TavernaProvenance

From Provenance WG Wiki
Revision as of 09:11, 3 October 2011 by Ssoiland (Talk | contribs)

(diff) ← Older revision | Latest revision (diff) | Newer revision → (diff)
Jump to: navigation, search

Representing Taverna's workflow provenance

by Stian Soiland-Reyes


I am one of the developers of the Taverna workflow system. Taverna captures the provenance of workflow runs, which can be accessed within the software, but also exported to OPM and the internal RDF format Janus.

As an experiment I put together a quick plugin for Taverna which can export Taverna provenance according to the W3C Provenance ontology.

To run:

  • git clone https://github.com/stain/taverna-prov.git
  • Import into Eclipse with m2eclipse
  • Run TavernaWorkbenchWithExamplePlugin.main()
  • Run example/concatsha1.t2flow
  • From Run perspective, click "Save all" and then "Save provenance"

The plugin has not yet been fully prepared for installation into a standard Taverna installation, but when it has, the plugin site is:

Implementation

Example workflow

The example workflow is quite straight forward:

Concatsha1.png

In the example run, you can observe:

  • A workflow input "input" set to "Some input data goes here"
  • A string constant returning "some string"
  • "Concatenate_two_strings" consuming these and returning "Some input data goes heresome string"
  • "sha1" consuming this string and returning "2180ba804a22055b1e9e326eb93ea05d594e5db5 -"
  • Two workflow outputs "sha1" and "combined" returning these last two values

Example run outputs:

Issues

  • Unclear why used and wasControlledBy are not subproperties of hadParticipant, as the model defines.
  • Can't link to or describe Time without additional ontology
  • Can't link to or describe Location without additional ontology
  • Can't link to or describe Revision without additional ontology
  • Can't link to or describe Role easily (why is the role an entity, while Time/Location/Revision is not?)
  • Can't link a ProcessExecution to a definition or specification (except as 'uses' or 'controls' - but that feels odd)
  • It is not possible to see which input or output port the entity was generated or used with.
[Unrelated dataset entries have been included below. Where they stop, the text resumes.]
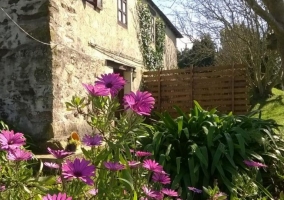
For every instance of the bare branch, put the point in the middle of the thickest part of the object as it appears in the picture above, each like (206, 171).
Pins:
(265, 15)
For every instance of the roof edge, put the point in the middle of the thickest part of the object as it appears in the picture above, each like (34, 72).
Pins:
(165, 18)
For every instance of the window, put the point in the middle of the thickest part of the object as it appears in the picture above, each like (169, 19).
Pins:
(153, 29)
(98, 4)
(122, 12)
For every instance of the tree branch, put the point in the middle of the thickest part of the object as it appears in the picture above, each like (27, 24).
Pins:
(265, 15)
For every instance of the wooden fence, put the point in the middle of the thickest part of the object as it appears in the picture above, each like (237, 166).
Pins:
(221, 87)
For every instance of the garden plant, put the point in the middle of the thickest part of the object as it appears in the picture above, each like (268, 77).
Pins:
(111, 168)
(199, 155)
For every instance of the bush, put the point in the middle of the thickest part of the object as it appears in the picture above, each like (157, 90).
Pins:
(199, 147)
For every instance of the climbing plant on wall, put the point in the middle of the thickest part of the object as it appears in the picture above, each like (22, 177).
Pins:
(152, 51)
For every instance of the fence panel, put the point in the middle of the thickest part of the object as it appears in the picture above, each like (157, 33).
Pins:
(221, 87)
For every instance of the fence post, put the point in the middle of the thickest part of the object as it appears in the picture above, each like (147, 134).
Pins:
(233, 88)
(159, 90)
(192, 86)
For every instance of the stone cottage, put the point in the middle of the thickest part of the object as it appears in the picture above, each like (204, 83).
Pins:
(49, 47)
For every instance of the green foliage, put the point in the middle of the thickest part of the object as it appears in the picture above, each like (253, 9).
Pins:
(199, 147)
(152, 54)
(201, 54)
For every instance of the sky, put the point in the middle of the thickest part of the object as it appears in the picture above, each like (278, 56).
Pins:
(167, 6)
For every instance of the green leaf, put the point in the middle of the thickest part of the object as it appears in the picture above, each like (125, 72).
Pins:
(230, 144)
(264, 190)
(128, 183)
(192, 171)
(219, 151)
(210, 136)
(178, 164)
(180, 125)
(241, 143)
(201, 157)
(168, 150)
(135, 197)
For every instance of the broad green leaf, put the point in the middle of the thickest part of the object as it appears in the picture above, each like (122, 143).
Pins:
(230, 144)
(201, 157)
(264, 190)
(210, 136)
(219, 151)
(241, 143)
(191, 171)
(178, 164)
(135, 197)
(180, 125)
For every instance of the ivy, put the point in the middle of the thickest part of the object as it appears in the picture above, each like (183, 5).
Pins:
(153, 55)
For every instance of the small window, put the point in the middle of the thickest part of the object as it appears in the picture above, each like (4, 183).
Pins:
(122, 12)
(98, 4)
(153, 29)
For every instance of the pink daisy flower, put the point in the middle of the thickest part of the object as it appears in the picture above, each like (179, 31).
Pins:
(143, 153)
(59, 154)
(169, 192)
(161, 178)
(10, 140)
(59, 196)
(152, 165)
(19, 155)
(133, 164)
(114, 166)
(96, 90)
(92, 140)
(149, 192)
(2, 188)
(51, 165)
(81, 169)
(251, 163)
(195, 190)
(113, 82)
(140, 102)
(93, 192)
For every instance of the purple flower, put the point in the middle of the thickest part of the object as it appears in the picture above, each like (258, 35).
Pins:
(92, 140)
(195, 190)
(143, 153)
(161, 178)
(59, 154)
(111, 81)
(149, 192)
(140, 102)
(169, 192)
(152, 165)
(51, 165)
(96, 90)
(9, 140)
(219, 194)
(93, 192)
(59, 196)
(19, 155)
(133, 164)
(2, 188)
(113, 166)
(79, 169)
(251, 163)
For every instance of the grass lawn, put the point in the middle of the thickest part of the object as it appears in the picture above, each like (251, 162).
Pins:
(273, 107)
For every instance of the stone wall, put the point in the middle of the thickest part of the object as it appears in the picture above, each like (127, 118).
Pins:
(85, 39)
(25, 65)
(37, 79)
(170, 57)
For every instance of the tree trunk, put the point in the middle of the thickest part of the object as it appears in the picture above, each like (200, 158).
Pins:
(275, 19)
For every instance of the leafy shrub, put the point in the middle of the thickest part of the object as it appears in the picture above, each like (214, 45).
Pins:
(199, 147)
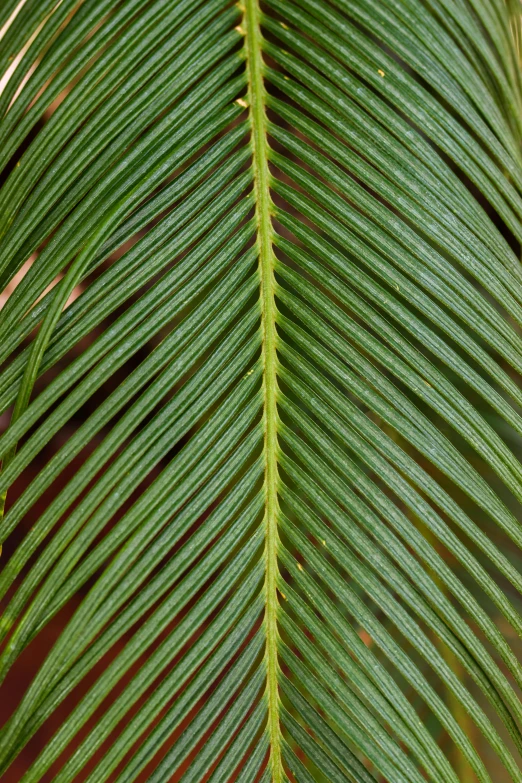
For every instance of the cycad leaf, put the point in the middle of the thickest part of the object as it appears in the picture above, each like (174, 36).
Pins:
(260, 373)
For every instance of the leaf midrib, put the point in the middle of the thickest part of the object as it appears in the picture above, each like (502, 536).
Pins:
(259, 142)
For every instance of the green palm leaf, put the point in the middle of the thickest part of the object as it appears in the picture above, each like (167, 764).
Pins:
(260, 353)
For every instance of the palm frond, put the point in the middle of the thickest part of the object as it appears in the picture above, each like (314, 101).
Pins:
(260, 353)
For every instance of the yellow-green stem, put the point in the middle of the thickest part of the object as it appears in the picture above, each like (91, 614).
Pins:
(258, 123)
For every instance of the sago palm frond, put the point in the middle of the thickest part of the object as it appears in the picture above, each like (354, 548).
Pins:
(260, 371)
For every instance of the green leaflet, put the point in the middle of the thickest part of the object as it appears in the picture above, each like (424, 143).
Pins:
(260, 383)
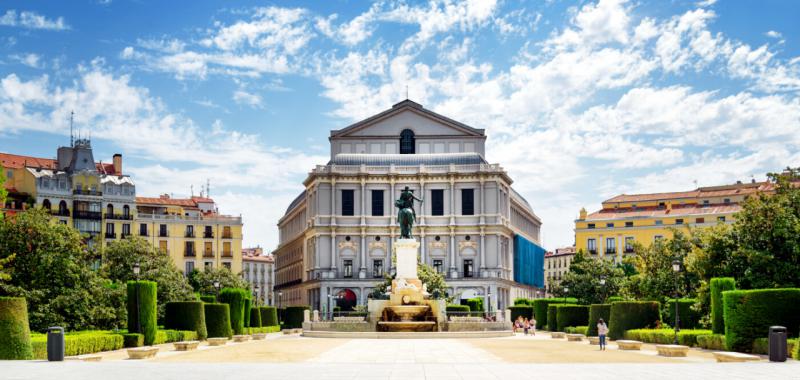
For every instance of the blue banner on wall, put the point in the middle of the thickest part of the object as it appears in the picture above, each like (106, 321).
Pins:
(528, 262)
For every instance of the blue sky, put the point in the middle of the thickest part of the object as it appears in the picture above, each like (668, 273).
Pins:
(581, 100)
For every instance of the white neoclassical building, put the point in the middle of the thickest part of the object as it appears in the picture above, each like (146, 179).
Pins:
(336, 236)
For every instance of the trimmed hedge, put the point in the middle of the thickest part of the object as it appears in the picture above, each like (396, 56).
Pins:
(571, 315)
(269, 316)
(294, 317)
(144, 310)
(712, 342)
(596, 312)
(521, 310)
(690, 319)
(132, 340)
(235, 298)
(79, 343)
(686, 337)
(187, 315)
(218, 320)
(719, 285)
(15, 332)
(750, 313)
(255, 318)
(629, 315)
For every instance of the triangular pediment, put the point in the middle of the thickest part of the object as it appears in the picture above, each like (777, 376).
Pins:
(407, 115)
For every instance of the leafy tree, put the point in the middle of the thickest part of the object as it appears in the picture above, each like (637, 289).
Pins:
(203, 281)
(120, 256)
(51, 269)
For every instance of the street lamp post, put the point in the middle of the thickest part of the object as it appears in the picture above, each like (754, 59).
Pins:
(676, 268)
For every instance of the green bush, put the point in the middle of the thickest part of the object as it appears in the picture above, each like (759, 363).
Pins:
(143, 313)
(187, 315)
(235, 298)
(596, 312)
(294, 317)
(629, 315)
(750, 313)
(15, 333)
(133, 340)
(712, 342)
(247, 303)
(690, 319)
(218, 320)
(521, 310)
(686, 337)
(571, 315)
(80, 343)
(255, 318)
(269, 316)
(719, 285)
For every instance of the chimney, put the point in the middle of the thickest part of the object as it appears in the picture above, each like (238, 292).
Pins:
(118, 164)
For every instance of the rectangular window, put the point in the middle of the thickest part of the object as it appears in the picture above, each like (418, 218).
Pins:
(467, 201)
(438, 266)
(348, 269)
(467, 268)
(348, 203)
(629, 244)
(437, 202)
(377, 268)
(377, 202)
(611, 245)
(591, 245)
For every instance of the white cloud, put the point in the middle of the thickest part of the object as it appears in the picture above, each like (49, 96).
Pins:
(32, 20)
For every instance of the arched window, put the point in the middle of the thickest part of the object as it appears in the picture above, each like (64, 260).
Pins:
(407, 142)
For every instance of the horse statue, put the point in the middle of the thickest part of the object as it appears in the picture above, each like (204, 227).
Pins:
(406, 215)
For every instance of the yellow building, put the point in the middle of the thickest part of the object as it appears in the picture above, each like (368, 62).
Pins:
(644, 218)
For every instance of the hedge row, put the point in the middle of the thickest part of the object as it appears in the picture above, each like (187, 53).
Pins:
(629, 315)
(142, 309)
(689, 318)
(187, 315)
(571, 315)
(719, 285)
(597, 312)
(79, 343)
(218, 321)
(750, 313)
(666, 336)
(15, 333)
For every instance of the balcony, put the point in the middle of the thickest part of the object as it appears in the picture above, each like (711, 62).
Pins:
(82, 214)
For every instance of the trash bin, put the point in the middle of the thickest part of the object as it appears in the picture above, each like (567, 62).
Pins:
(777, 344)
(55, 344)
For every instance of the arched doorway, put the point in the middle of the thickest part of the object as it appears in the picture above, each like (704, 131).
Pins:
(346, 300)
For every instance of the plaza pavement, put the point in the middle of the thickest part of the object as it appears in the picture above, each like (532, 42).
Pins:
(294, 357)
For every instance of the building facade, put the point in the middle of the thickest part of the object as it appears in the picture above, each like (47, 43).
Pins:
(258, 269)
(336, 237)
(625, 219)
(100, 201)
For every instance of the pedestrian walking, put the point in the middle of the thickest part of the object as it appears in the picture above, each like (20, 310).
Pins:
(602, 331)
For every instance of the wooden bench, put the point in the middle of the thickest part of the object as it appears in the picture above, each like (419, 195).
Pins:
(575, 337)
(734, 357)
(629, 344)
(217, 341)
(186, 345)
(672, 350)
(241, 338)
(142, 352)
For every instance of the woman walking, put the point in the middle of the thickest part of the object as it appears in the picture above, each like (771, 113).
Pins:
(602, 331)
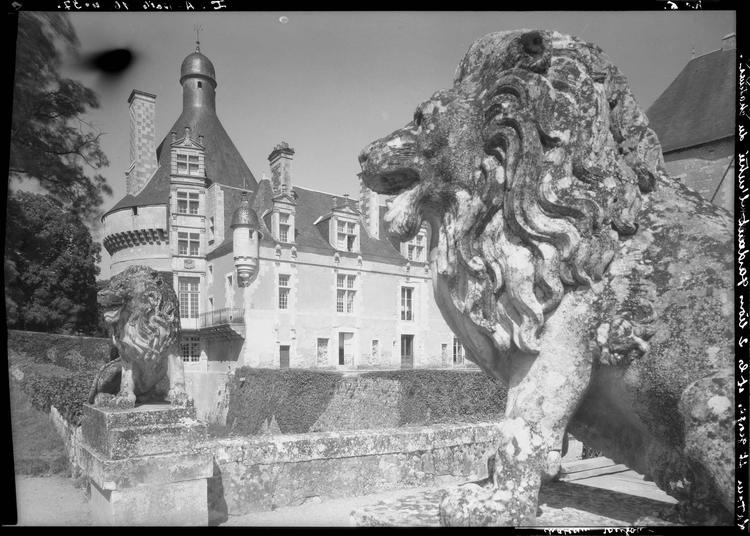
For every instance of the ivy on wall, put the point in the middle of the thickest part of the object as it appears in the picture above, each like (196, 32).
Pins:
(300, 400)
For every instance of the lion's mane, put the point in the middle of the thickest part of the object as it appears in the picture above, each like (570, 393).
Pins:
(578, 153)
(142, 312)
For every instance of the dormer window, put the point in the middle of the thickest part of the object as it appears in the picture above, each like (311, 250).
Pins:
(346, 235)
(187, 202)
(188, 164)
(415, 248)
(284, 227)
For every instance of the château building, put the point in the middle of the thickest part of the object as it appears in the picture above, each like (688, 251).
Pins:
(269, 273)
(694, 120)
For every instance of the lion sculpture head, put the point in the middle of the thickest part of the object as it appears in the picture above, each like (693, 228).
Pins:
(142, 314)
(529, 170)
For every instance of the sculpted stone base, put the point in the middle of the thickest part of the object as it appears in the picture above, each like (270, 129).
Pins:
(146, 465)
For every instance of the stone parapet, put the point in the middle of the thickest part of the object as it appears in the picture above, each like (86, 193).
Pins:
(263, 473)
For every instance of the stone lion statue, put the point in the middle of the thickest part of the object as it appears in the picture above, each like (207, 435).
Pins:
(573, 268)
(142, 314)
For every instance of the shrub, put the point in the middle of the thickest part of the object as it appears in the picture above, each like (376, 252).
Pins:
(300, 400)
(57, 369)
(72, 352)
(67, 394)
(294, 397)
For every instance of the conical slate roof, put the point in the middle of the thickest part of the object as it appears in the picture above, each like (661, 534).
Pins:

This is because there is no link to the Role - and because the relation wasGeneratedBy and used are direct and don't allow any additional data. Note that although one can do Entity wasGeneratedAt Time' and similar for Role, if you do entity wasUsedAt Time / entity hadRole Role you don't know in which process execution the entity was used or had a given role.

Observations

  • zip-prov-abstract-ideal.txt compared to zip-prov-abstract.txt shows the information that should ideally be captured in the RDF and be described by the ontology
  • The ontology can fairly well describe a workflow execution, but misses some essential relations and properties
  • Without inverse properties I am forced to use the beans in one direction. With inverse properties and reasoning enabled Elmo would let me define them in any order. On the other hand this helps keeping the thinking about "going further into the past", although my raw data is provided in the opposite direction as a log of what happened from the beginning.
    • My natural transcription would be:
    • There was an process execution, started and ended, recipe (workflow definition)
    • Process execution is part of larger workflow execution (controlled by workflow process)
    • The process used entity A, B, C in these roles (input ports)
    • The process generated X, Y, Z in these roles (output ports
  • By analysing the workflow definition, the plugin could also have provided "preceeded" or "wasInformedBy" links to "upstream" process executions
  • Although ProvenanceContainer is an Entity (which allowed me to include the meta-provenance) - it is not linked to any of the other relations. I assume that the document should describe itself as the ProvenanceContainer - and if you had two ProvenanceContainers talking about the same set of events (with shared URIs) you would need two resources (or named graphs). Sesame however struggled to define RDF resources with the URI "" to refer to the document itself.
  • Execution of the workflow can be seen as one large process which uses the workflow inputs and generates the workflow outputs. This can be viewed as "controlled by" the agent "Taverna"
  • Execution of each processor in the workflow (like "Concatenate_two_strings" and "sha") are also process executions. These can be viewed as "controlled by" the workflow process execution - but this no longer shows the composition. (a processor might also be controlling another processor through scheduledAfter if there is a "Run after"-link in the workflow definition)
  • Taverna does not generate new data identifiers for the same value passed through several processors - so "output of concatenate" is the same as "input to sha", but also the same as "output from workflow". This means there are two wasGeneratedBy statements in the graph - not sure if this makes sense or not, but the ontology does luckily allow multiple wasGeneratedBy. (If the workflow is viewed as a black box, then it's true that the value was 'generated by' that. You open it up, and see that the process controlled another process which generated the same value. This could potentially go even deeper, for instance you could say that the "sha" processor controlled the process execution of the command line tool "/usr/bin/sha1sum". )
  • Data values themselves (the strings in this case) are not embedded in the provenance graph, and are not dereferencable from the generated URIs. It is however the intention to embed small strings using something like Content in RDF, and larger values with relative URI references to files stored along-side the provenance graph to the output folder. I somehow doubt the provenance ontology should provide anything for this purpose, rather the entities can just be web resources and/or have their properties.
  • The plugin should include Taverna-specific properties such as what is a workflow, processor, etc
  • The plugin can in theory handle nested workflows, but I did not test this
  • Iterations over lists are implicit in Taverna and could probably be modelled as a process execution with extracted/inserted elements with derivedFrom relation ships - otherwise you might see values appearing out of thin air because they were contained in a list or is a list of existing items. Also should use Collection structures from the model.
  • No details of the actual services invoked are included, like the command line tool "sha1sum". This could be provided through recipe links to the Taverna workflow definition. (which can be expressed in RDF using SCUFL2)